The Fallacy of Middle Class Values in Education
I just read an excellent post by the Traditional Teacher entitled ‘Why We Don’t Need Grammar Schools’ which challenges the notion that I have encountered many times – namely that a rigorous academic education is based on middle class values foisted onto poor unsuspecting members of the working/underclass.
It is a peculiarly ‘Western’ concept based on the way that education has gone from the province of the elite to the masses. However, in most countries in the world this notion of class and education is not tied together in quite the same way.
Both my parents came from good agrarian stock – small villages in India – and the idea of education being a good in itself and to be valued came way before schools did to these areas.

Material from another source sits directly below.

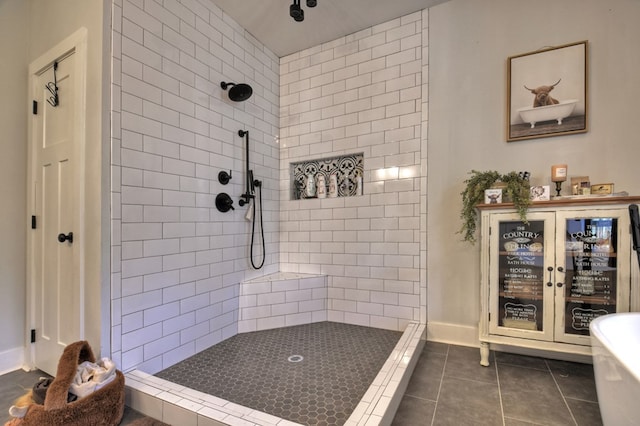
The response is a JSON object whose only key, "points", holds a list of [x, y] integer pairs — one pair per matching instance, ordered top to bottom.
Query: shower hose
{"points": [[258, 184]]}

Their own views on education were formed by their experiences both at the time and later on. As children who had left school voluntarily (mum at 14), and never been made to go and then truanted as no-one checked or informed parents (dad), they regretted their choices as adults. My parents were encouraged to go to school but for their own reasons chose not to at the time. This is the problem with allowing children to make decisions they do not fully comprehend the consequences of. So yes dad did spend his time playing and messing around with no formal education. Mum left because she couldn’t be bothered to work hard.
Interesting then that it is precisely those two people who as soon as they had my brothers and I not only did everything to make us school ready, but pushed and insisted on school, did not let us take a day off unless we were really sick, took us to the library weekly and insisted we do homework that they could not understand themselves. In short they displayed the ‘middle class values’ that are often talked about but in reality it was not their practical experience of education that was transmitted. The economic reasons (to get a good job) were but there was something else that was going on that I find lacking in the progressive agenda in itself.
It is precisely that phrase ‘education is a good in itself’ and that it is better to know than not know. This is not a socio-economic argument but a spiritual one and one that has diminished rapidly over time in this country. It is the argument that would have been posited to me if I thought something was irrelevant or boring at that time. Interesting that this argument was the strongest for me in terms of working hard at school.
Ideas of ‘spirituality’ from the East are often connected to ghastly elements of the ‘new age’ in western countries (a patronising pick and mix individualistic vapid attitude to spiritualism from other cultures in the world). However spirituality development is important to our growth as human beings.
Education links you to other human beings in the past and present. Oh and for the record, there is a strain both in Europe, Asia and elsewhere that has valued education in its own right without recourse to the money you may earn as an adult or social position. This strain of thought just seems to have disappeared entirely. A shame as it is a powerful argument in favour of education and its positive effects on our growth and development.